Wie geschrieben, falls überhaupt Bedarf besteht und das kommt auch auf die Lautstärke an, mit der man spielt, ob Höhen überhaupt aufrdringlich werden usw..
Zum Vergleich mal zwei andere Höher, die im Hochton von Haus aus zurückhaltender sind(aber auch Bassbetonung haben):
X1 | offtopic, x1 | hifi-forum.de Bildergalerie
D5000 | d5000, offtopic | hifi-forum.de Bildergalerie
Wie zu sehen ist, gehen die Höhen hier gerade mal bis 70 rauf und fallen im Vergleich zum 990 deutlich ab.

Gruß

Edit: Der Bassbereich lässt sich so natürlich auch bei Bedarf wunderbar nach Geschmack etwas anpassen.
Die Mitten sind beim 990 eigentlich normal(also nicht zurückgesetzt) und wenn ich nur die Mitten erhöhe, sind alle Bereiche überbetont und der Hochton oder Bass verändert sich nicht. Dadurch drehe ich höchstens wenig laut auf und komme auch zu dem Ziel, geringere z.B.: Höhen zu haben. Hm, was meint ihr dazu?


----------



## Jackey555 (2. März 2013)

@ *N8Mensch2*: Welche Einstellungen hast du denn und welchen Treiber? Mal 2.0/2.1 ausprobiert?


----------



## N8Mensch2 (2. März 2013)

Habe meine neuen KH noch nicht so lange und damit leider noch nicht so viel gespielt bzw. probiert. Treiber habe ich wohl aus 09/2012 installiert:
SBXF_PCDRVBETA_US_2_18_0015A
+
XFI_SupportPack_2_5
Damit ich auch die Creative Console wieder habe.
Meine Tests haben sich hauptsächlich auf die Einstellung "Kopfhörer" + CMSS3D + Flat beschränkt(Crystalizer usw. off). Zudem mal den X1 und mal den 990Pro aufgehabt. Von dem Sound und der Ortung war ich in z.B.: MaxPayne3, Skyrim oder Rage schon relativ angetan. Werde wohl aber heute und morgen mehr Zeit zum Testen haben . 2.0/2.1 hört sich recht anders an. Irgendwie leiser, weiter weg usw..
Mit den Treibern habe ich mich noch nicht näher befasst. War erst mal für mich nett, dass die optische Creative-Console wieder da ist(Vorher hat ich eine Zeit lang anscheinend nur den Treiber installiert). Obwohl auch alle Einstellungen natürlich über den Treiber getätigt werden können.


----------



## Jackey555 (2. März 2013)

Du kannst die Entfernung und den Winkel der Lautsprecher in der THX Konsole ändern. Zudem kannst du anscheinend direkt in der thx.ini (und speaker.ini) Werte eintragen, die über die Begrenzung der Oberfläche hinausgehen. Wenn du die Datei als schreibgeschützt markierst bleiben die Settings erhalten. Einen wirklichen Effekt konnte ich mit Einstellung von einem Winkel über 60 Grad jedoch nicht feststellen.

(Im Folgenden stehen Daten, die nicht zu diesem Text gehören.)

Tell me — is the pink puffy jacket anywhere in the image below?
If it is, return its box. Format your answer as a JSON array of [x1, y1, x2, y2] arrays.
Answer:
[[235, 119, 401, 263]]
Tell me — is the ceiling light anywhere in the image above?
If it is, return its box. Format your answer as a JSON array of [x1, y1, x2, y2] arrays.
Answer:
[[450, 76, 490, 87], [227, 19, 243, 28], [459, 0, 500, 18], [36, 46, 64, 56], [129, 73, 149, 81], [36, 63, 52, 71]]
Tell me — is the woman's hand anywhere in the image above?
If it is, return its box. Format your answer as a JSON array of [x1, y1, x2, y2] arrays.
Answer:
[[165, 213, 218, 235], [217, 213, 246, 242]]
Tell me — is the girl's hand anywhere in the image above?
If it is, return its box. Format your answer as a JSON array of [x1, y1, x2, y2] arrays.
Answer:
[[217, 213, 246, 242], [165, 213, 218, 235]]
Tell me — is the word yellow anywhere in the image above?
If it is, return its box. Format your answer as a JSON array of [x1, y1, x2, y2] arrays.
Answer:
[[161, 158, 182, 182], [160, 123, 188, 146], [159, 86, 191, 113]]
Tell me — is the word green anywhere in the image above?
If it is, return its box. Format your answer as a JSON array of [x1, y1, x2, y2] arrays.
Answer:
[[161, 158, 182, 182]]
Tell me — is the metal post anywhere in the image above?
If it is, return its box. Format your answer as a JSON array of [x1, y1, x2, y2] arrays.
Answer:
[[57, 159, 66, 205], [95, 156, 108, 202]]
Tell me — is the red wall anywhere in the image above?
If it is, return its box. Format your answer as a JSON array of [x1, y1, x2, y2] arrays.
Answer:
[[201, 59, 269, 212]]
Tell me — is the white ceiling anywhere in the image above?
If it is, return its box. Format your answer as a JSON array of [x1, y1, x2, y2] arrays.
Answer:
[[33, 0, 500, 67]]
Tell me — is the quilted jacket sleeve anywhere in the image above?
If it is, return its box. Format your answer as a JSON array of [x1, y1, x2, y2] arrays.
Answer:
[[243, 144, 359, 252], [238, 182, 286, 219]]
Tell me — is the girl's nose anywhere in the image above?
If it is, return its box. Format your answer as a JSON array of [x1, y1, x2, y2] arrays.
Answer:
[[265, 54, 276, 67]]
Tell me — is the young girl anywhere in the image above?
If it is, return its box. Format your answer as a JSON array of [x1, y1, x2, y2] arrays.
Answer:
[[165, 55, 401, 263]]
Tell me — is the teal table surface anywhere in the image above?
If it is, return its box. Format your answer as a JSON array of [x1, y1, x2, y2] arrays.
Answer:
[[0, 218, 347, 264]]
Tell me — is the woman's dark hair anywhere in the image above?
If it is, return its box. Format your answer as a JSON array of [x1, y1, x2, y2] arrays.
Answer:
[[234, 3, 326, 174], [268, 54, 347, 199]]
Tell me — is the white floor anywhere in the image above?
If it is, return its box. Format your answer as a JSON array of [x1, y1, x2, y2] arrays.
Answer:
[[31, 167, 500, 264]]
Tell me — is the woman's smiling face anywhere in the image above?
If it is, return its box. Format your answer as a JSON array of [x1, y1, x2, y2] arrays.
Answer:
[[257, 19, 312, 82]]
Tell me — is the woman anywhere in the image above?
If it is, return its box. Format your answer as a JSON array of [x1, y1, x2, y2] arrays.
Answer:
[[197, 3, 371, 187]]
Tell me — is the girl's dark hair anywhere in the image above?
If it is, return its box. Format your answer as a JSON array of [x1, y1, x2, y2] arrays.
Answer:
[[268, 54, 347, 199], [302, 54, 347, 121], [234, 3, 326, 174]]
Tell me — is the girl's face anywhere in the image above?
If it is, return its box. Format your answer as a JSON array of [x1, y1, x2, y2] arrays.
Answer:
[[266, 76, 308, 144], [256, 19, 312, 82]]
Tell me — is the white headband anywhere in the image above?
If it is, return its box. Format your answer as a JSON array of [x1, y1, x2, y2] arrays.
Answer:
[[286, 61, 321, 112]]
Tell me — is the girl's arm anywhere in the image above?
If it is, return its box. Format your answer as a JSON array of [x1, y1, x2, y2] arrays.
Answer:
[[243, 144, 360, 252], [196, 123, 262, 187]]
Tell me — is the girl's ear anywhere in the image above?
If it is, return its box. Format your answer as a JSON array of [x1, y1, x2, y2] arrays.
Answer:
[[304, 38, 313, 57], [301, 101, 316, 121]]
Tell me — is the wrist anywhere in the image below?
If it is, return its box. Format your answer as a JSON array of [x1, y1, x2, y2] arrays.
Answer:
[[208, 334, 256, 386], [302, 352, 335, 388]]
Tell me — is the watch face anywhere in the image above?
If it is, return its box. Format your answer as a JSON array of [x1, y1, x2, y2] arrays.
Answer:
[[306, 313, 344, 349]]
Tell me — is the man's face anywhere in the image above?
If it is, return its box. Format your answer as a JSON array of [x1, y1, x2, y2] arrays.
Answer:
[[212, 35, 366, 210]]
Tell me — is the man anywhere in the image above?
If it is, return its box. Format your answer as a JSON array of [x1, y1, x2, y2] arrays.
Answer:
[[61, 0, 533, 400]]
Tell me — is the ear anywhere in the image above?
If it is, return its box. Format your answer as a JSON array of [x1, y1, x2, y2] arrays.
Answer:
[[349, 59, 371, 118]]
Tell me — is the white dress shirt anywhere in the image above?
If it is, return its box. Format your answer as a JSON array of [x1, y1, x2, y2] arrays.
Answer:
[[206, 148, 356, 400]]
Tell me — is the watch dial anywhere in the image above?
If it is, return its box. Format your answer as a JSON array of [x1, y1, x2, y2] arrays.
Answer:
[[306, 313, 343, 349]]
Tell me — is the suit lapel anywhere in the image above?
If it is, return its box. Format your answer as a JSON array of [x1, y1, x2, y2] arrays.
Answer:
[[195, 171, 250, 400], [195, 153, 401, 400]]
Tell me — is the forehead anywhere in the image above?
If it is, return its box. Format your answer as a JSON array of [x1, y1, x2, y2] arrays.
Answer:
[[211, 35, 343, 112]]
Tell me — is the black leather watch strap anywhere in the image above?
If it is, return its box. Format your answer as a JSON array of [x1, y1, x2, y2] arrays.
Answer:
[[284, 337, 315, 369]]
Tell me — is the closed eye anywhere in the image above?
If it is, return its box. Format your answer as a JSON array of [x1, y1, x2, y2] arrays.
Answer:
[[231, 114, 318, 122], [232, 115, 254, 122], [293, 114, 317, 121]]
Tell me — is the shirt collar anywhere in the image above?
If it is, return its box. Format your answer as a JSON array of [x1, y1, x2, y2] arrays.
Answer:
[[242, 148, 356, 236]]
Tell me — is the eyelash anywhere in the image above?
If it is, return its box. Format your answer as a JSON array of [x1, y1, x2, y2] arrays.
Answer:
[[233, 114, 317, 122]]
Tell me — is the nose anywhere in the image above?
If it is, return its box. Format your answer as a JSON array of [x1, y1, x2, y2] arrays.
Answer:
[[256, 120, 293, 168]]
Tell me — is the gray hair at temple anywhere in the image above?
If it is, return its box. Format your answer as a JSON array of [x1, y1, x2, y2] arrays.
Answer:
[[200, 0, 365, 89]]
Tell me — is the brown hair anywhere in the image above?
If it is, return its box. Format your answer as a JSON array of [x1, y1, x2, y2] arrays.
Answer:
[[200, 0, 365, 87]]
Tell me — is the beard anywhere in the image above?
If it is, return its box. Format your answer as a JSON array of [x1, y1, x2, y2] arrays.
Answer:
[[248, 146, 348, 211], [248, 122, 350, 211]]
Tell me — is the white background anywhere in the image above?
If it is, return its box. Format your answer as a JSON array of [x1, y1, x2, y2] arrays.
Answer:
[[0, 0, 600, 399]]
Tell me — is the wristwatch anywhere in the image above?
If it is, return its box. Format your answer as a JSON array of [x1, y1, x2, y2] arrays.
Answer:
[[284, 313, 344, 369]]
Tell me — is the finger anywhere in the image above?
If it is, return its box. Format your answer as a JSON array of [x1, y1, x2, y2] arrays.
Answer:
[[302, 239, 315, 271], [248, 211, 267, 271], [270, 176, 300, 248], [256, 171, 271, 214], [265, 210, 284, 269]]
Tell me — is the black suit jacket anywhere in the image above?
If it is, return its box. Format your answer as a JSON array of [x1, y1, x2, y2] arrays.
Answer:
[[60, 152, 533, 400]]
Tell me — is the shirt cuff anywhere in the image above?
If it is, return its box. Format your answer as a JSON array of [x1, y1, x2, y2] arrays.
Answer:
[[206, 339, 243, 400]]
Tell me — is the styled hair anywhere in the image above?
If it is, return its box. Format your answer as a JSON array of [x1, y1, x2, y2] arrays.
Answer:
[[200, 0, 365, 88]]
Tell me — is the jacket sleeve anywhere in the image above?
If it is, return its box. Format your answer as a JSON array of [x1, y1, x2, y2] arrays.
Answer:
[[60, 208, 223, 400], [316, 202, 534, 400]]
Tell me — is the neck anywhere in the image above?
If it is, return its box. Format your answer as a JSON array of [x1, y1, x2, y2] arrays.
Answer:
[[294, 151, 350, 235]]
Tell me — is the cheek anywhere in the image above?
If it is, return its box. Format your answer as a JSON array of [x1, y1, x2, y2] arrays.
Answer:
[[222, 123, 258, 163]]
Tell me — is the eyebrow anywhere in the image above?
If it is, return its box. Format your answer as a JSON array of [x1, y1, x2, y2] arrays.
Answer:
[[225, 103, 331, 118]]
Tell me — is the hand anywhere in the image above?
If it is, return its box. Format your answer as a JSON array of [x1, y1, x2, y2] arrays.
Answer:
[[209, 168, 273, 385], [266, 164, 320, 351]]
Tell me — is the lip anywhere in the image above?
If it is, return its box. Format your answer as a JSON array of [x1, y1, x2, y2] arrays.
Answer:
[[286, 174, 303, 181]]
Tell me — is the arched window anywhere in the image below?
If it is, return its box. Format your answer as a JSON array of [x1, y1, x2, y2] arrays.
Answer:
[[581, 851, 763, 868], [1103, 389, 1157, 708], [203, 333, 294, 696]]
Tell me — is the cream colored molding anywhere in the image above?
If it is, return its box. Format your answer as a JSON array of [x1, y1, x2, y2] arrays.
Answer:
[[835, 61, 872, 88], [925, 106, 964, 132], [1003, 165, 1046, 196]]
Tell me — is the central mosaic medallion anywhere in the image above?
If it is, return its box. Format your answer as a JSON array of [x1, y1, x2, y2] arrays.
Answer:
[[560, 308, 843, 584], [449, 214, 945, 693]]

Kopfhörer klingt fast so als wäre der gain hochgedreht. Irgendwie gefäällt mir das setting nach längerer Zeit nicht merh so. Die links zu den Frequenzbereichen sind übrigens klasse.


----------



## Krachbummente (2. März 2013)

Naja, gut ich werde auch mal den Daniel K Treiber ausprobieren . Aber der Sound hat sich nicht geändert, da bin ich mir recht sicher, ich habe nur so den EQ wieder auf aus gestellt, weil es wohl wirklich an MW3 liegt, dass die Höhen so überaus laut und übertrieben sind. Bei anderen Spielen fällt das garnicht ins Gewicht und deswegen muss ich wohl vorerst damit leben. 
Genauso hat sich eigentlich mit bei der Ortbarkeit nichts geändert mit dem PAX-Treiber, es sind nur ein paar zusätzliche Einstellungen dazu gekommen, das wars eigentlich, mehr wollte ich aber auch nicht.
Den Daniel K hatte ich nicht installiert, weil der mittlerweile fast 1 1/2 Jahre nicht mehr aktuelisiert wurde.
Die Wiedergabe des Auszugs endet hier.